Grandi mostre. 6
Traiano e l’impero a Roma

“COMMENTARII”DI MARMO

A conclusione delle celebrazioni dei 1900 anni dalla morte di Traiano (53-117), una grande mostra celebra le gesta dell’“optimus princeps” che portò il dominio dell’Urbe alla sua massima estensione territoriale.
Ha un ruolo preminente la celebre colonna coclide che sorge nel Foro di Traiano, testimonianza delle due campagne imperiali per la conquista della Dacia.

Sergio Rinaldi Tufi

Si è celebrato l’anno scorso il millenovecentesimo anniversario della morte di Traiano, ma qualche manifestazione è ancora in corso, come la grande mostra Traiano. Costruire l’impero, creare l’Europa, aperta fino al 16 settembre. Un tributo in certo senso dovuto all’“optimus princeps” che portò l’impero al massimo dell’estensione: con la sua maggiore impresa, la conquista della Dacia (corrispondente in gran parte all’attuale Romania), la già stupefacente lunghezza del confine, o “limes”, salì da 9.564 a 10.159 chilometri. I daci erano un’antica popolazione indoeuropea che, sulla riva sinistra del Danubio, aveva trovato con il re Burebista (I secolo a.C.), e poi soprattutto con Decebalo, unità e coesione, dando filo da torcere a Domiziano fra l’85 e l’89 d.C. Una seria minaccia: Traiano la affrontò con due durissime guerre nel 101-102 e nel 105-106 d.C. Non era in gioco, del resto, solo la sicurezza dei confini: erano nel mirino anche le risorse minerarie del paese e le ingentissime ricchezze del tesoro del re. 

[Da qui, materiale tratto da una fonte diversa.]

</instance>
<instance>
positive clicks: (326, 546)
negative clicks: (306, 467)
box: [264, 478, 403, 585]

Di quelle guerre resta un singolare tipo di documentazione: sono perdute in gran parte le opere letterarie che le raccontavano, a partire dai Commentarii del “princeps” stesso (ispirati a quelli di Cesare sulla guerra gallica), ma è conservata la narrazione per immagini nel fregio della Colonna traiana. È lungo 200 metri e si avvolge a spirale attorno al fusto alto 29,78 metri, cioè 100 piedi romani; se si considera anche la base, i metri di altezza sono 39,83. Misure a parte, ci si ricollega all’uso, noto nel mondo antico, di rivestire in certe occasioni le colonne dei templi con lunghi drappi dipinti. È l’unico monumento conservato per intero del nuovo Foro - il più grande dei Fori imperiali - che l’architetto di fiducia Apollodoro di Damasco realizzò sbancando parte del Quirinale: sul taglio furono poi costruiti proprio i Mercati traianei, che ora ospitano la mostra di cui si diceva. 

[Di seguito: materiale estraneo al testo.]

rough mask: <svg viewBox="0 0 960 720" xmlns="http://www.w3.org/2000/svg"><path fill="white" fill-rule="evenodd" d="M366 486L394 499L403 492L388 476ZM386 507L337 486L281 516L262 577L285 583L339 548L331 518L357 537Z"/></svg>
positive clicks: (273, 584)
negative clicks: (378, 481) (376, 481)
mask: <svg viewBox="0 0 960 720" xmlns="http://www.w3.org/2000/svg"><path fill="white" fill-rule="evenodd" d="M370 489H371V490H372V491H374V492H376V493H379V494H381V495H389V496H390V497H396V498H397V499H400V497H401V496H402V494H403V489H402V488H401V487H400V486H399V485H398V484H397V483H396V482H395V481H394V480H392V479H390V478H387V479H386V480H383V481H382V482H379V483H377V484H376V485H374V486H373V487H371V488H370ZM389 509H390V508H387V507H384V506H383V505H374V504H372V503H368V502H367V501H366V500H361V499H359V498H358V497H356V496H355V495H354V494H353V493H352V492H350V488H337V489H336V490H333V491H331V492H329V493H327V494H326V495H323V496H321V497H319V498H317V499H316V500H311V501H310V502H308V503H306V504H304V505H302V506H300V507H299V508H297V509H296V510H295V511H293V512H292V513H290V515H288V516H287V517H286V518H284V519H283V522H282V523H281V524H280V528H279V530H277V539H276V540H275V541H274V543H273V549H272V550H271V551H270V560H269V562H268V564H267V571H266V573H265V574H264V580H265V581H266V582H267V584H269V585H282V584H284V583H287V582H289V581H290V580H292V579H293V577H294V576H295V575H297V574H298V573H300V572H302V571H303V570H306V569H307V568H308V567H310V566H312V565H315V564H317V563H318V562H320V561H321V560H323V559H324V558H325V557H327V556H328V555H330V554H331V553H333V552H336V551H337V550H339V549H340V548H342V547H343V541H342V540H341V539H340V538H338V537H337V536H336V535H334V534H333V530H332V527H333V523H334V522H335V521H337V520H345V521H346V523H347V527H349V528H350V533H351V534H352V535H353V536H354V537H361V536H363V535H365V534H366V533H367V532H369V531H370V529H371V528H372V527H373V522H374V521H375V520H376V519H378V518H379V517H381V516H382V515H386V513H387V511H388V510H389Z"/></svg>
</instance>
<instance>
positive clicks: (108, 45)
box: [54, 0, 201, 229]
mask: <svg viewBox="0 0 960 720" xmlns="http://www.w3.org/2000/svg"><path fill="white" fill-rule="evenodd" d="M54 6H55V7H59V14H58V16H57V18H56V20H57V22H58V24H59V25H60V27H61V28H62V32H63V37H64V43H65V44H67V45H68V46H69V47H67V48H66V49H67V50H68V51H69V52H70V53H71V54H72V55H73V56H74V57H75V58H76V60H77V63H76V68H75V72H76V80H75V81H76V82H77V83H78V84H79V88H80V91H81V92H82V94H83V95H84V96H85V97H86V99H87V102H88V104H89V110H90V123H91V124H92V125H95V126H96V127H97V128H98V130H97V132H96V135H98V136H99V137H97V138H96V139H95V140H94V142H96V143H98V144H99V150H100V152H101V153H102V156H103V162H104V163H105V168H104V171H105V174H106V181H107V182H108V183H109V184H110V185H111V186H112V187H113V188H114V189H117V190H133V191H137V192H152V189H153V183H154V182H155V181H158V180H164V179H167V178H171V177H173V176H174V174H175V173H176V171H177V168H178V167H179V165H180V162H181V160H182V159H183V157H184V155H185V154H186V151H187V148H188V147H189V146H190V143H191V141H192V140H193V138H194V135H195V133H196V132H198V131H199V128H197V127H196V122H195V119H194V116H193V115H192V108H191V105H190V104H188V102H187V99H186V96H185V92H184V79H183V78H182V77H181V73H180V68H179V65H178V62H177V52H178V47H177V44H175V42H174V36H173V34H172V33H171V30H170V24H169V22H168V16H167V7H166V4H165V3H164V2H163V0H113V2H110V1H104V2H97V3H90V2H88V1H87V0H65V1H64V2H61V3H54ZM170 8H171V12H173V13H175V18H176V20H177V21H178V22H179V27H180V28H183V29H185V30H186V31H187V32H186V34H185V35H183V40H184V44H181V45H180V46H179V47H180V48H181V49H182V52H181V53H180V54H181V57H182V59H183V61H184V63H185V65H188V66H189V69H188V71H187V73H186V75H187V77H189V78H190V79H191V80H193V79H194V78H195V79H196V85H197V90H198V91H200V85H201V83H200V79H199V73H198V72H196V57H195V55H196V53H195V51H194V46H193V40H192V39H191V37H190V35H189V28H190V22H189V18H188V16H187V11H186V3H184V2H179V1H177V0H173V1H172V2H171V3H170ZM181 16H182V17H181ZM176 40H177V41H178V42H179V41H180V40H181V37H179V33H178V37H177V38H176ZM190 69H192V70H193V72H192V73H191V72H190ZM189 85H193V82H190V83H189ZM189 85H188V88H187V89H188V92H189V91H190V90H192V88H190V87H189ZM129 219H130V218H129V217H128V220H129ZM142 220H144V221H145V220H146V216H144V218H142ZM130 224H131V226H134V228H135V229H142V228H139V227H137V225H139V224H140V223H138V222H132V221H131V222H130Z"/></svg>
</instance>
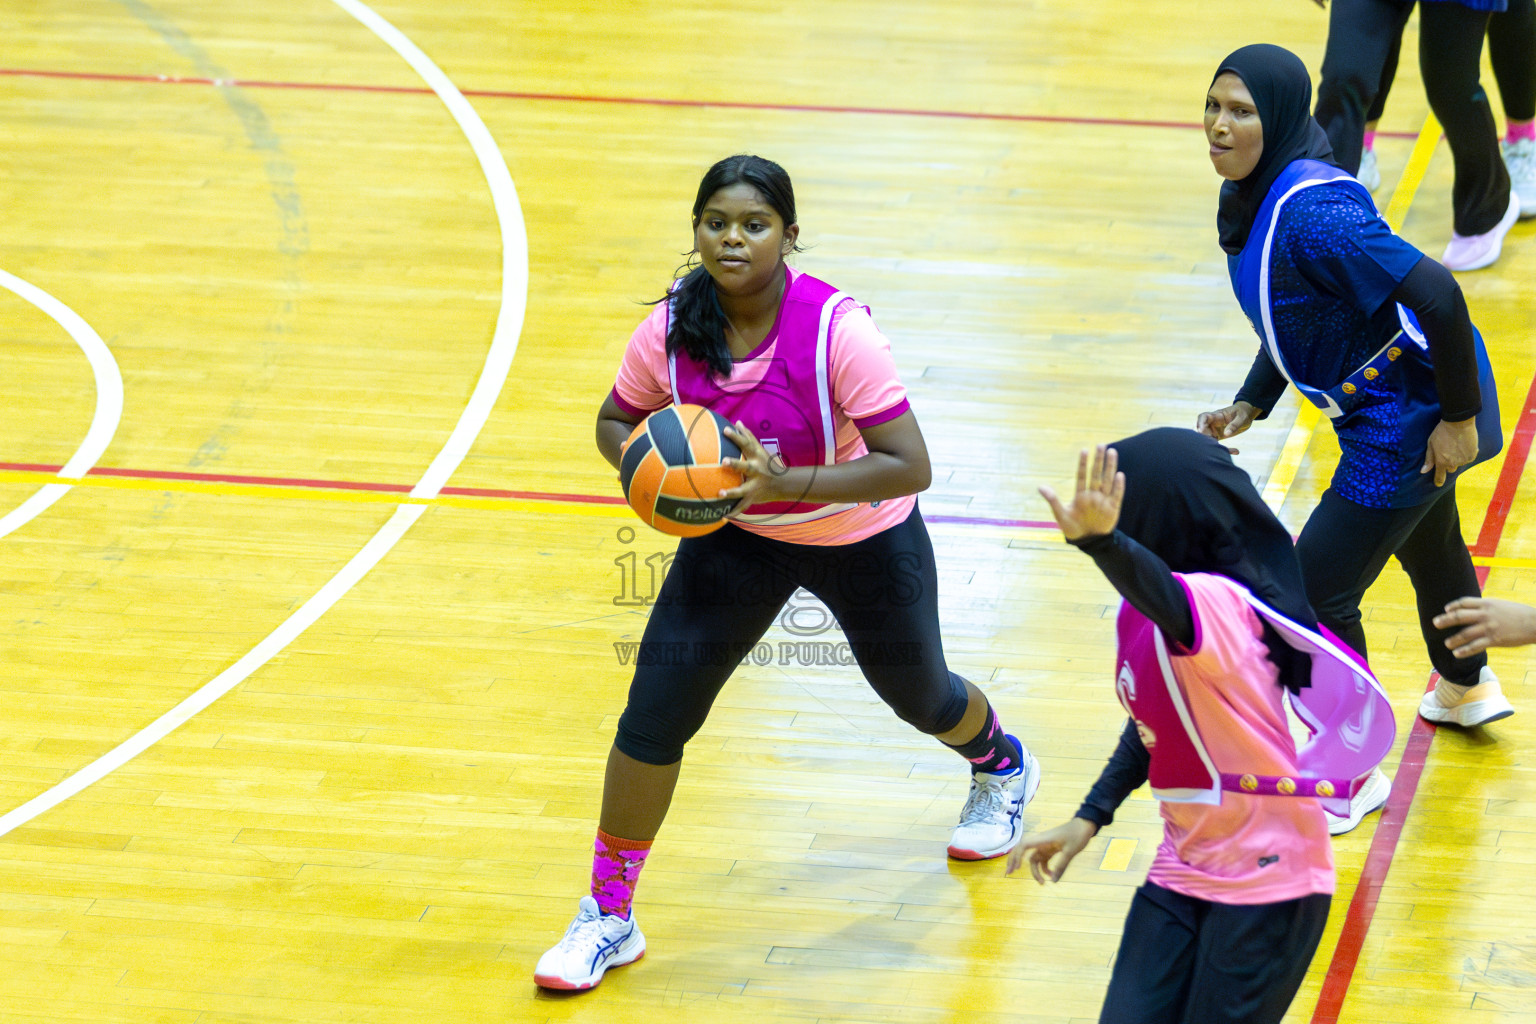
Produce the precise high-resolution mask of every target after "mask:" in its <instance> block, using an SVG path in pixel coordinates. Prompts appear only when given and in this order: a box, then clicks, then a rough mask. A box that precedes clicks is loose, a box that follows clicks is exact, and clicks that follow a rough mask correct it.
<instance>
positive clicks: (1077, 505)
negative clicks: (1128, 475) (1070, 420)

Si diceva anche della base. È ornata di armi daciche, fra le quali si affacciano estrosi strumenti a fiato, alcuni a forma di dragone, certo concepiti per eseguire musiche guerresche. Qui era anche l’iscrizione con la dedica del monumento; all’interno, si conservavano in urne d’oro le ceneri del “princeps” e della moglie Plotina.


La Colonna traiana (inaugurata nel 113 d.C.), nel Foro omonimo, a Roma.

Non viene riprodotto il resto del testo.